The Vega Consortium.
The founding worlds of the Vega Consortium were founded by a number of corporate interests during the latest years of the first expansion era, several of whom believed that the Federation would eventually absorb all of the corporations in the solar system. These worlds were not intended to eventually produce their own self-government; the corporate leadership intended to make sure that they – and their descendents – continued to rule in their own private kingdoms. Politically, everything in the Consortium is ruled by the corporations, right down to ordinary life. It is extremely difficult for anyone to advance without money, connections or extreme talent. Unsurprisingly, there are rebel groups all across the Consortium.

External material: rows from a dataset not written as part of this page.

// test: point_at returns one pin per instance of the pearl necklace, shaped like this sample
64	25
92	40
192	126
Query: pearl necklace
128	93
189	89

They are closely-linked to the Federation as the Consortium – whatever its other faults – is a front-line producer of advanced technology. (It is generally believed that the other reason the Consortium has nothing to do with the Colonial Alliance is that the Colonial Alliance finds them unmentionably evil.) About the only thing that stands in their favour is that they are not inclined to hypocrisy. Unlike the Federation, the Consortium makes no attempt to disguise its true nature.
Apart from the six major powers, there are any number of minor powers in existence, mostly in the borderlands between the major powers. These include Zion, Deseret and New Zurich – powers too large for any other minor state, but too weak to stand up to the stronger entities.